Learning to See Stuff

Profile picture By: Roland W. Fleming,  Kurt Koffka Professor of Experimental Psychology, Giessen University, Germany

Thursday 13 May 2021 – 13:00 BST

Join via Zoom
Meeting ID: 915 2023 3134 | Passcode: 296251


Under typical viewing conditions, humans effortlessly recognize materials and infer their properties at a glance. Without touching materials, we can usually tell what they would feel like, and we enjoy vivid visual intuitions about how they are likely to respond if we interact with them. These achievements are impressive because the retinal image of a material results from extremely complex physical processes (e.g., sub-surface light transport; visco-elastic fluid flow). Due to their extreme diversity, mutability and complexity, materials represent a particularly challenging class of visual stimuli, so understanding how we recognize materials, estimate their properties, predict their behaviour, and interact with them could give us more general insights into visual processing. What is ‘material appearance’, and how do we measure it and model it? How are material properties estimated and represented?
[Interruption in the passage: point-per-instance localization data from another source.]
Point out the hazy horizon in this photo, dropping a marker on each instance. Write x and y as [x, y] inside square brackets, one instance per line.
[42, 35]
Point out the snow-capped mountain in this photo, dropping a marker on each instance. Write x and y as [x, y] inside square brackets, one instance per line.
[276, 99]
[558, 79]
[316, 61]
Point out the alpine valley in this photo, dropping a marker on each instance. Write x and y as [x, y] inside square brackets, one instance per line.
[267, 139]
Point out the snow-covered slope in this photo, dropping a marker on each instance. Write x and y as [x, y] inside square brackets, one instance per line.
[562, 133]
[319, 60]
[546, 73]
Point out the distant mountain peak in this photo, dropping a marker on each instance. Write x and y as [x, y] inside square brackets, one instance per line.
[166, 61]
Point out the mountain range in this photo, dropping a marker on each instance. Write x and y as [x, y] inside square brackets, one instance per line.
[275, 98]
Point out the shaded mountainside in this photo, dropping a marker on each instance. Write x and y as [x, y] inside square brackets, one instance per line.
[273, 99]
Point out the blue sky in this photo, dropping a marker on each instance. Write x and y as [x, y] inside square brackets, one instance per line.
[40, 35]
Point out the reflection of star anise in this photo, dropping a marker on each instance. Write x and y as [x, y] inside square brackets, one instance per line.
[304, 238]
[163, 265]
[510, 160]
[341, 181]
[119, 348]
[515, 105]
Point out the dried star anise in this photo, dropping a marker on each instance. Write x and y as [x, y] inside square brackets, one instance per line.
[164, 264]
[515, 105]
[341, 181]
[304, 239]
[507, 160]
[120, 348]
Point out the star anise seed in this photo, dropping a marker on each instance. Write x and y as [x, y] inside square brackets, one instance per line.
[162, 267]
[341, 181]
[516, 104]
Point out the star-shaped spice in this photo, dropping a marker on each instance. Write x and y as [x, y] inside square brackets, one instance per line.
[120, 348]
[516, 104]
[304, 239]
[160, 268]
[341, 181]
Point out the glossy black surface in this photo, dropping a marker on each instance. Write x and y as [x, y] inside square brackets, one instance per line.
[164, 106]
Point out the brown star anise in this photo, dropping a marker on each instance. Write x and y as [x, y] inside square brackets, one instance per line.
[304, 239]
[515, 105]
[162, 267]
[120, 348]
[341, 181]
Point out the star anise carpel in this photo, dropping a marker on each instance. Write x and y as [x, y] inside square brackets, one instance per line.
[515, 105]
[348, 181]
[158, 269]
Discussing these questions causes us to scrutinize the basic assumptions of ‘inverse optics’ that prevail in theories of human vision, and leads us to suggest that unsupervised learning may explain aspects of how the brain infers and represents material properties.
  Consistent with this idea, I will present some recent work in which we show that an unsupervised network trained on images of surfaces spontaneously learns to disentangle reflectance, lighting and shape.  More importantly, we find that the network not only predicts the broad successes of human gloss perception, but also the specific pattern of errors that humans exhibit on an image-by-image basis.  These findings should hopefully be of interest to psychologists, neuroscientists, philosophers and AI / machine learning researchers.